Benchmark and scoring. The 69 cases and the per-stratum pass criteria were specified before execution. Supported cases were defined as gene/indication pairs with regulatory approval or registered clinical development; the failure case as a programme with a documented clinical halt; negative controls as diseases without a single Mendelian cause; and out-of-coverage cases as monogenic diseases outside the curated strategy set. A supported case passed if the resolved gene matched the established target and the verdict was feasible or feasible-with-caveats; the failure case passed if the responsible liability was flagged; a negative control passed if the pipeline declined; an out-of-coverage case passed on either a clean decline or a correct design, and failed on any fabricated gene. Each case was submitted once to the deployed system; outputs were scored against the pre-registered rubric without adjustment.

Statistical analysis. Binomial proportions are reported with two-sided 95% Wilson score confidence intervals. For strata in which every case passed, the interval is given by the Clopper–Pearson method. The aggregate rate combines strata with differing pass criteria and is reported for completeness; stratum-level rates (Table 1) are the primary results. No multiplicity correction was applied, as no hypothesis test was performed.

Data and code availability

The case list and per-case dispositions are available from the corresponding author on request.

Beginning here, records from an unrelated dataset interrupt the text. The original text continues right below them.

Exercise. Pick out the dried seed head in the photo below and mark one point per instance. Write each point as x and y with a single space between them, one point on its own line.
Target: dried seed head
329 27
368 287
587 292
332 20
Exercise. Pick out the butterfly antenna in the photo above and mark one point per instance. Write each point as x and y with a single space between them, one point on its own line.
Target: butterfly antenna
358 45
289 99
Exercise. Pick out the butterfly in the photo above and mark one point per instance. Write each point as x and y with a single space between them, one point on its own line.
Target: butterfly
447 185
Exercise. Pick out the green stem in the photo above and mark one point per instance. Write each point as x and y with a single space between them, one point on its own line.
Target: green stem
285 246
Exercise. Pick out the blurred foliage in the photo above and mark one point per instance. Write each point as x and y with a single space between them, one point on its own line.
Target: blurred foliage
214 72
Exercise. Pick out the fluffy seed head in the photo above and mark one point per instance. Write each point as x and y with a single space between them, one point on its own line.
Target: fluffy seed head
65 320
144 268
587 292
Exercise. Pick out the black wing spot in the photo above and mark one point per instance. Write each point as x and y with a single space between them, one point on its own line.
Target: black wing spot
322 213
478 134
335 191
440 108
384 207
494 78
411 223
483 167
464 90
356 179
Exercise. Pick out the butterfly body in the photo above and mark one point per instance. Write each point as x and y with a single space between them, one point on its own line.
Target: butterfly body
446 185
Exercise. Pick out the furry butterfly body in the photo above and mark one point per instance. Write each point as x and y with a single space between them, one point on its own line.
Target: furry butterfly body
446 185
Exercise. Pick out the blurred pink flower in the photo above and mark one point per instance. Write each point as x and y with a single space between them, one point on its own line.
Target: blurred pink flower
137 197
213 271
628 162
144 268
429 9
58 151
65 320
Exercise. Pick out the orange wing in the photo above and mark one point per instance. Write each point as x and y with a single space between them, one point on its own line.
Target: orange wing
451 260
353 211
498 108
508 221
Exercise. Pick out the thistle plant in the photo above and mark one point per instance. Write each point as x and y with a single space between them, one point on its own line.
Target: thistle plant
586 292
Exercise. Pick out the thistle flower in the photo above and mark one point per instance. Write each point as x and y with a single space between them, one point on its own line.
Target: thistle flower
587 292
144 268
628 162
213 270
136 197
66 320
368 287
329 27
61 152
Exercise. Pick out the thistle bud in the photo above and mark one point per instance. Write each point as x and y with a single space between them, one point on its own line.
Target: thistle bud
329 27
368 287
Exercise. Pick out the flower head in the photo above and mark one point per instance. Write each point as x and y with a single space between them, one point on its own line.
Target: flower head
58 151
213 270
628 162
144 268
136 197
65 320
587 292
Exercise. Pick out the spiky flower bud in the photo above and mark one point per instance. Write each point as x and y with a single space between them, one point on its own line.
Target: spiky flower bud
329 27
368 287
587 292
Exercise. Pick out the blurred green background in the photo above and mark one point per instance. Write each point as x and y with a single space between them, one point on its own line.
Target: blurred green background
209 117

The underlying biological databases are public6,7,8. The pipeline is proprietary to Mishale, Inc.; it is described here in sufficient detail to permit independent benchmarking against the same public outcomes.

Competing interests

W.M. is the founder of Mishale, Inc., which develops the system evaluated in this report. This declaration is made because the evaluation is of the author’s own product; the pre-registered design and full reporting of errors are intended to mitigate the resulting bias.

Author contributions

W.M. designed the study, built the pipeline, performed the evaluation and wrote the report.